Dr Paolo Tammaro, who led the team, said: “Heart attacks happen when the blood supply to the heart is reduced by the narrowing or blocking of the coronary artery – the vessel that supplies the heart with oxygen and nutrients. Often this is due to fatty deposits which narrow the vessel. However, in some people with perfectly clean arteries, the vessel suddenly constricts shutting off the blood supply. We have discovered that this process, known as vasospasm, can be associated with a rare variant of a particular gene.”
Dr Enzo Emanuele, from the University of Pavia, who screened the patients, said: “We knew that this type of heart attack occurs in about 6% of patients and that many of them have a genetic predisposition, but we did not know the gene responsible. Now that it is identified it will be possible to predict who is at risk and to treat them accordingly.”

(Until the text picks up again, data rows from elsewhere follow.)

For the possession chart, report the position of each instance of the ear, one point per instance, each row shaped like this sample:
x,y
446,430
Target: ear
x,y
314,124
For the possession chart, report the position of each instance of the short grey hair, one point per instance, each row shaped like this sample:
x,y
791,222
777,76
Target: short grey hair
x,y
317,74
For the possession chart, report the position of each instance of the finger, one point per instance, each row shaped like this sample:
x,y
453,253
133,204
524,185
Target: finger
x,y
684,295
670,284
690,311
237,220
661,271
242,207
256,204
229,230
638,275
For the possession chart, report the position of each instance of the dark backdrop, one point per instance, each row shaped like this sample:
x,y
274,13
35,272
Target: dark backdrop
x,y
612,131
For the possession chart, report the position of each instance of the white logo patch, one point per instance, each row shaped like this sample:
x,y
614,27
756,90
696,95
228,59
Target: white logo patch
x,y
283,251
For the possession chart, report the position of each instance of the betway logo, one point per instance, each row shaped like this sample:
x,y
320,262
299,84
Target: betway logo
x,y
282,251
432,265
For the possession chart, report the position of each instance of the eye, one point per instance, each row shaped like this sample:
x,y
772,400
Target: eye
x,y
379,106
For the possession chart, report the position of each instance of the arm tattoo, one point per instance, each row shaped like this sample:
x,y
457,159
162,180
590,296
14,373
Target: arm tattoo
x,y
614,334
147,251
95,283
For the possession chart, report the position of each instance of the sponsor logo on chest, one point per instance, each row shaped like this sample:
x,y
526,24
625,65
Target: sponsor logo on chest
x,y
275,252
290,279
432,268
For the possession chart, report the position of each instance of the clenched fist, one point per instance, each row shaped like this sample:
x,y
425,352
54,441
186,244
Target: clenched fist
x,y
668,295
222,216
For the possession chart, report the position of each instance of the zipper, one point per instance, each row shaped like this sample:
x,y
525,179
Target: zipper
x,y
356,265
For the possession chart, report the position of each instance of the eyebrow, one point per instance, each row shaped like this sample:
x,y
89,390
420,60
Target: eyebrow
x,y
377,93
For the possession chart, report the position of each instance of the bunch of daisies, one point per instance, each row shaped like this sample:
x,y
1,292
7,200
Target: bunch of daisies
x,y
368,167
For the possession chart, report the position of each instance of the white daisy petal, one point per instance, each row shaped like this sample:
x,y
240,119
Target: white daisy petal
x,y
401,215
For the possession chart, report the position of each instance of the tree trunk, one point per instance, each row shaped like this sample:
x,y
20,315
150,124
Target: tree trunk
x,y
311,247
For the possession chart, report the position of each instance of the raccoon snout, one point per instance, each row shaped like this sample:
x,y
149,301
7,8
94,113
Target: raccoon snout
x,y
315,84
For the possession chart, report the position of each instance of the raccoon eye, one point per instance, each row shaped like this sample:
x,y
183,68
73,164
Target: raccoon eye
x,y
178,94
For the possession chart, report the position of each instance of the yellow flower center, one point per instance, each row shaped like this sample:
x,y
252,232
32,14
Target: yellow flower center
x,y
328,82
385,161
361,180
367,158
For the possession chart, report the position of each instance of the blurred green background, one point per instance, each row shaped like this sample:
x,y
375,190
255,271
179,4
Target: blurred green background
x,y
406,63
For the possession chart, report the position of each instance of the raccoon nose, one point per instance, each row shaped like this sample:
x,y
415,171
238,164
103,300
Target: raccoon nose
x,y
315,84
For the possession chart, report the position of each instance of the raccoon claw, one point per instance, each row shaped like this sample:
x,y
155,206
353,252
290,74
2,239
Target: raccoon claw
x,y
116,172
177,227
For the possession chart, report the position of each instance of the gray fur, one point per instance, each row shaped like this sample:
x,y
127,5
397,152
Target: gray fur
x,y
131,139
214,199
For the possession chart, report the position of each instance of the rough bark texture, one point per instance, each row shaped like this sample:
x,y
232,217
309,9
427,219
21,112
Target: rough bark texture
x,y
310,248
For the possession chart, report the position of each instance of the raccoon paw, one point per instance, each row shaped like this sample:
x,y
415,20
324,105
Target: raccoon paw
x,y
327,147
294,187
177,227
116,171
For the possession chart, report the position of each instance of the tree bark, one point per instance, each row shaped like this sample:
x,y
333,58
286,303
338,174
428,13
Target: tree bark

The gene identified by the team encodes a protein termed KATP channel. This protein forms microscopic gated pores that allow potassium ions to move into and out of the cells, in this way giving rise to electrical impulses.
Dr Tammaro and research scientist Keith Smith, both based at the Faculty of Life Sciences at The University of Manchester, added: “These channels are abundant in the cells forming the wall of coronary arteries, and the electrical impulses they generate govern this artery’s diameter. Due to the mutation we have identified, the KATP channel in the coronary artery can no longer fulfill this delicate process.”
The team, whose work was supported by the BBSRC (Biotechnology and Biological Sciences Research Council), now plans to approach pharmaceutical companies with their findings, aiming to design novel drugs that could interact with this new target.